Il s’agissait, au départ, de ce foisonnement d’activités, de lectures, d’écrits, de dessins, de diptyques, d’exemples, de prises de position, à propos de tolérance et intolérance, fil rouge du programme d’opéras 2010-2011, à la Monnaie. Ce futur évoqué en début d’année révélait déjà une fameuse confiance dans les possibilités des élèves.
Quand j’ai pu voir tout ce qu’il en est advenu, tout ce que ces élèves étaient occupés à réaliser en vue du défilé-spectacle de mai, je me suis dit que cette confiance n’est pas vaine ! J’ai eu l’occasion de circuler dans tous les coins, rencontrant aussi des groupes venus d’autres écoles, parce que ce jour-là était un jour de « portes ouvertes ».

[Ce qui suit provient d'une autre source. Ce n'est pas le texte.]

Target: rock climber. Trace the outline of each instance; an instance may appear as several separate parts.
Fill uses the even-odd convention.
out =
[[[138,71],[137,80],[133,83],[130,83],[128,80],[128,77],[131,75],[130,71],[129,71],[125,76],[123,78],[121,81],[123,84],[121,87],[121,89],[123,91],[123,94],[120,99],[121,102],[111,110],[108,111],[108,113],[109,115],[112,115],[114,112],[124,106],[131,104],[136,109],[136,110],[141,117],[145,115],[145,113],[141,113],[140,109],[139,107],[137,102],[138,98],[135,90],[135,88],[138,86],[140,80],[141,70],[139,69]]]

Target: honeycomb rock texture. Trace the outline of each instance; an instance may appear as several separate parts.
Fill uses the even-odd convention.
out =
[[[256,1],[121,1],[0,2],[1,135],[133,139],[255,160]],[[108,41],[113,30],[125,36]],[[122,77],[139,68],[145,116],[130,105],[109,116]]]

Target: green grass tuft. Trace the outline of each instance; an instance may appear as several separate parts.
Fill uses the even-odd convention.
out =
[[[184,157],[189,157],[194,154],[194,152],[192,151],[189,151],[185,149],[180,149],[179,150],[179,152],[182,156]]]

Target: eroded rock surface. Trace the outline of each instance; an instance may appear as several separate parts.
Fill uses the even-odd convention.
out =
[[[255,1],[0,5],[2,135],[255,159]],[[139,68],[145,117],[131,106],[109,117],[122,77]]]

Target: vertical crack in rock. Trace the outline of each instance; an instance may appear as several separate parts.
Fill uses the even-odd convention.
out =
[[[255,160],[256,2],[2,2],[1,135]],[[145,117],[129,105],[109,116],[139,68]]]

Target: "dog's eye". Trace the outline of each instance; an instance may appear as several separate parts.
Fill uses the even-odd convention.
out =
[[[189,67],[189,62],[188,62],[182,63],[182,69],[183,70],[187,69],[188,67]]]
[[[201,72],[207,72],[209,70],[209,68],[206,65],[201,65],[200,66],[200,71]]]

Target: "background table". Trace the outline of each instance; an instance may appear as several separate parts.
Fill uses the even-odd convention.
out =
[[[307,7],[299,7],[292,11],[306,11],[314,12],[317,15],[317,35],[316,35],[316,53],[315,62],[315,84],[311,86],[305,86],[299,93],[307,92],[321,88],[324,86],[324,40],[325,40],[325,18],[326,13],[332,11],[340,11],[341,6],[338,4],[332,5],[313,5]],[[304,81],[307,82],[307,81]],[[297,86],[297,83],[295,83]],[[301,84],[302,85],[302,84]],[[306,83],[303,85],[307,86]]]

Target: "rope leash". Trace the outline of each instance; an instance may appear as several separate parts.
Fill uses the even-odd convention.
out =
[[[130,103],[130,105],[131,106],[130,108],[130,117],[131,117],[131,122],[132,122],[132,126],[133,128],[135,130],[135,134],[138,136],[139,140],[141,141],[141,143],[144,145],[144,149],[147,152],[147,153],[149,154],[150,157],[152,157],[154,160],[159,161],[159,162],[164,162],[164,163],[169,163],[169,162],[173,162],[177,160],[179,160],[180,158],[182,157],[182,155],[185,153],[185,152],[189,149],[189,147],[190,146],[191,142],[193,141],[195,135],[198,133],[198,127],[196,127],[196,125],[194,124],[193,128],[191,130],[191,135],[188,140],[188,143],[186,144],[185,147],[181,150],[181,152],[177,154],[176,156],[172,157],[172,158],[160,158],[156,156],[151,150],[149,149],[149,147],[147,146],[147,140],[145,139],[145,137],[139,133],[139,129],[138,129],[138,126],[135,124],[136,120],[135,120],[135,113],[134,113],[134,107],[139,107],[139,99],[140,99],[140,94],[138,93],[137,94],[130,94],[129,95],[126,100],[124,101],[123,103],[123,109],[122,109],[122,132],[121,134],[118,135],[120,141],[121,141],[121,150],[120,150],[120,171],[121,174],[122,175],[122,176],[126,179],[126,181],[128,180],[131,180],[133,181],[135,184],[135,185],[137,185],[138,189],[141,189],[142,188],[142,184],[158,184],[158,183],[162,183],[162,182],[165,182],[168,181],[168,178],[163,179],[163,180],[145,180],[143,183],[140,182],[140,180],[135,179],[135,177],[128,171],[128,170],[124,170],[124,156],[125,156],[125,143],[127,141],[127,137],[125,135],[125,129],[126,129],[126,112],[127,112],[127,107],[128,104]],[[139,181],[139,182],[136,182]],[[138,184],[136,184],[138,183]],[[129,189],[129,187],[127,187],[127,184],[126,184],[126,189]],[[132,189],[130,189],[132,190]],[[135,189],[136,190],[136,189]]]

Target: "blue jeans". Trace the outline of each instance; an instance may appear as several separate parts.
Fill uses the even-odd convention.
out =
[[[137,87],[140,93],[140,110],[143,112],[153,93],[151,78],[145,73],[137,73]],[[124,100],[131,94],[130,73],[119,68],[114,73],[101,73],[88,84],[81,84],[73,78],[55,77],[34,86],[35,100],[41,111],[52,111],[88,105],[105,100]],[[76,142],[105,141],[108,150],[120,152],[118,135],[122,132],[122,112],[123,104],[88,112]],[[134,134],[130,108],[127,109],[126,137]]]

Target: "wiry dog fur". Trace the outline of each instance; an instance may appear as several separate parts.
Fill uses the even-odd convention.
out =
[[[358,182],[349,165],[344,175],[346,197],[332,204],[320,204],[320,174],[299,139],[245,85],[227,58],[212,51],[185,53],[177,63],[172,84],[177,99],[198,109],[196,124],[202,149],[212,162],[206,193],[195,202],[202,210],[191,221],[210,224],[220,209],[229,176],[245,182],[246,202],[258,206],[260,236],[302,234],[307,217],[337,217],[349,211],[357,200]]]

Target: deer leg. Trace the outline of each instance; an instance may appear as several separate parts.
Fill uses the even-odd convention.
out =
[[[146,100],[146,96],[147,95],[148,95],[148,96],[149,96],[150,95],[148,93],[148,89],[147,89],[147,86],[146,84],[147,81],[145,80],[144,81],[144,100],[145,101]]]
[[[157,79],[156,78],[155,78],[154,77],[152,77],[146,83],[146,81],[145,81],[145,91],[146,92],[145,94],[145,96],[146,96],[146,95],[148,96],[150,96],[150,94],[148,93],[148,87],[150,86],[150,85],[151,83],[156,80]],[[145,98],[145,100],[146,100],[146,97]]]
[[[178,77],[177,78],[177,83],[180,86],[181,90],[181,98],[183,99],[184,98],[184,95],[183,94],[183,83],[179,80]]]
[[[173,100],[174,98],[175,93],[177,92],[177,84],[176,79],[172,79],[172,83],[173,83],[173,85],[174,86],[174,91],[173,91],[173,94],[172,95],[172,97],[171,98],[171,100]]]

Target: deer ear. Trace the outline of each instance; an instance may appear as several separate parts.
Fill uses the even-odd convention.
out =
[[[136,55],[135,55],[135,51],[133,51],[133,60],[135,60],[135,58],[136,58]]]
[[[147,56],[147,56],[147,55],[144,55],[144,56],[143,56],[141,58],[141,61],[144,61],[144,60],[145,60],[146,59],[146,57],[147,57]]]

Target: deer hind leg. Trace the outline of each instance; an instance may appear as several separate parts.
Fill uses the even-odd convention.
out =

De l’enthousiasme et des créations
En 5e professionnelle coiffure, des élèves travaillent à une perruque qui doit donner une impression de décoiffé un peu sauvage. Les unes fabriquent les boucles au fer à boucler, les autres arrangent l’ensemble sur une tête postiche. Il s’agit d’assortir cette coiffure à une robe de poupée fabriquée par d’autres.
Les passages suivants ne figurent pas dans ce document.